Last month, Canada submitted a report to the United Nations on measures it had taken to protect child rights between 1998 and 2007. But the report promoted a number of British Columbia programs that have recently been cut by the Campbell administration. And, in one case, the report references a change that was criticized for weakening those protections.
For example, the report - which was handed over to the United Nations on November 20 - states the province has "implemented several measures aimed at promoting non-discrimination in the school system" including the Roots of Empathy program. But, according to The Vancouver Sun's Janet Steffenhagen, government funding for that program, which amounted to $1.45 million last year, dried up October 31 due to the "fiscal challenges facing the province."
The submission also fetes British Columbia for having developed new "worker and parent support approaches" to preventing fetal alcohol spectrum disorder. But, as reported by the Times Colonist's Lindsay Kines, the government recently pulled the plug on its Healthy Choices in Pregnancy initiative - which aimed to increase awareness of the risks of alcohol use in pregnancy.
Then, there's the ministry of children and family development's youth advisory council. The report cites it as an example of how British Columbia has "developed and implemented numerous initiatives to increase opportunities for child and youth participation toward decisions in related programs and services." But the council - setup with the help of high-priced advisor Brent Parfitt - was shuttered in April as part of an effort to refocus the ministry's resources on frontline services.
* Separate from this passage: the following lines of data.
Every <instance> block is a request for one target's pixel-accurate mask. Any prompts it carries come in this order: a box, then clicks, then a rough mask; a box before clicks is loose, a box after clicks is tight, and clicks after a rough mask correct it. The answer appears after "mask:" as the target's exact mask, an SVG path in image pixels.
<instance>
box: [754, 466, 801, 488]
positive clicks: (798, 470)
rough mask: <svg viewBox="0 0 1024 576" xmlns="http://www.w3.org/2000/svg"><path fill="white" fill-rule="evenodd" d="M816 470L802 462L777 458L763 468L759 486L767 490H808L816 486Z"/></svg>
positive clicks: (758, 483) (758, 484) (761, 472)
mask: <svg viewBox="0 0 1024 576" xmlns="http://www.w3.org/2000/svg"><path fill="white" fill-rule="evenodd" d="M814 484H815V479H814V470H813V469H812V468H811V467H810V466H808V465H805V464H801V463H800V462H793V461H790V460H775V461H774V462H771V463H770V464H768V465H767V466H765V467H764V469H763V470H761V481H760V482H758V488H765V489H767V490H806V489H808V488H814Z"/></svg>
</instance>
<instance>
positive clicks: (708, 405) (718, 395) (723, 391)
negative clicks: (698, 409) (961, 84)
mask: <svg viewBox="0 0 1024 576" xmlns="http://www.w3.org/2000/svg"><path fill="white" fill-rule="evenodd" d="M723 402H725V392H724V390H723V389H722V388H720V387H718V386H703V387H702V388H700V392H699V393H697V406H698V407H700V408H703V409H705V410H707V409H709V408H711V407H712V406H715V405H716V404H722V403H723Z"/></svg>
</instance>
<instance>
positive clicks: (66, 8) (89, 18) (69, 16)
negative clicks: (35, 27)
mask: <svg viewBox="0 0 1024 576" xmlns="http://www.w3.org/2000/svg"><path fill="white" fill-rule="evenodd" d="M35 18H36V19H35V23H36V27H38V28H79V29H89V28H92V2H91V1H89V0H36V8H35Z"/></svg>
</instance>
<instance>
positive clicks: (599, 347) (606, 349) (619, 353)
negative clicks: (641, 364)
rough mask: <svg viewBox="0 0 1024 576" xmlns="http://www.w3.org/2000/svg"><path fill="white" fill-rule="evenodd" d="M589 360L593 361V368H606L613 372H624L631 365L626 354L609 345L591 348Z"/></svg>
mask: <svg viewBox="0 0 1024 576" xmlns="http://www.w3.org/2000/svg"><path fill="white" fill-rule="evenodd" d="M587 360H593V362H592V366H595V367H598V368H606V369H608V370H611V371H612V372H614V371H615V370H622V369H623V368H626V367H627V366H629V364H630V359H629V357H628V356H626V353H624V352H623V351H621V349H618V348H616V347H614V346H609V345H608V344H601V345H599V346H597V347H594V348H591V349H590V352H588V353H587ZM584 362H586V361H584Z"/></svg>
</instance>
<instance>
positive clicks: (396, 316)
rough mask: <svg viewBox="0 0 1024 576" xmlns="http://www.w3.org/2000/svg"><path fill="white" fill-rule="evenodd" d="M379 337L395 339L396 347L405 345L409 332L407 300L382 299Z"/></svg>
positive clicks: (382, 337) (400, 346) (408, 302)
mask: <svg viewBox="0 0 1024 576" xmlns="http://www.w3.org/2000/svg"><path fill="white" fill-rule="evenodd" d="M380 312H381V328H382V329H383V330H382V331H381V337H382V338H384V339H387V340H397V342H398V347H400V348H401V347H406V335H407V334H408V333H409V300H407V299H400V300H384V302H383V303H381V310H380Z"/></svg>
As part of that same effort, the ministry axed the supported child development program's provincial advisor. That's the same program the submission highlights as enabling "more than 5,800 children with special needs to participate in child care settings."
The report also notes the province's "Employment Standards Regulation was amended in 2003 with respect to conditions of employment for children." But what it doesn't mention is that amendment and accompanying changes to British Columbia's Employment Standards Act allowed children between the ages of 12 and 14 to work up to four hours on school days and seven hours on non-school days to a maximum of 20 hours a week with the written consent of a parent or guardian.
At the time, the Canadian Centre for Policy Alternatives criticized those changes for making the province "the most child labour-friendly jurisdiction in North America." Since then, British Columbia's leading child rights advocacy group has revealed a "startling increase in the number of child work-place injury claims accepted by WorkSafe BC."
The report is meant to advise the United Nation on "key measures" that have been adopted by Canada to implement the Convention on the Rights of the Child, as well as an optional protocol concerning the involvement of children in armed conflict. It was originally scheduled to be submitted to the United Nations in January 2009.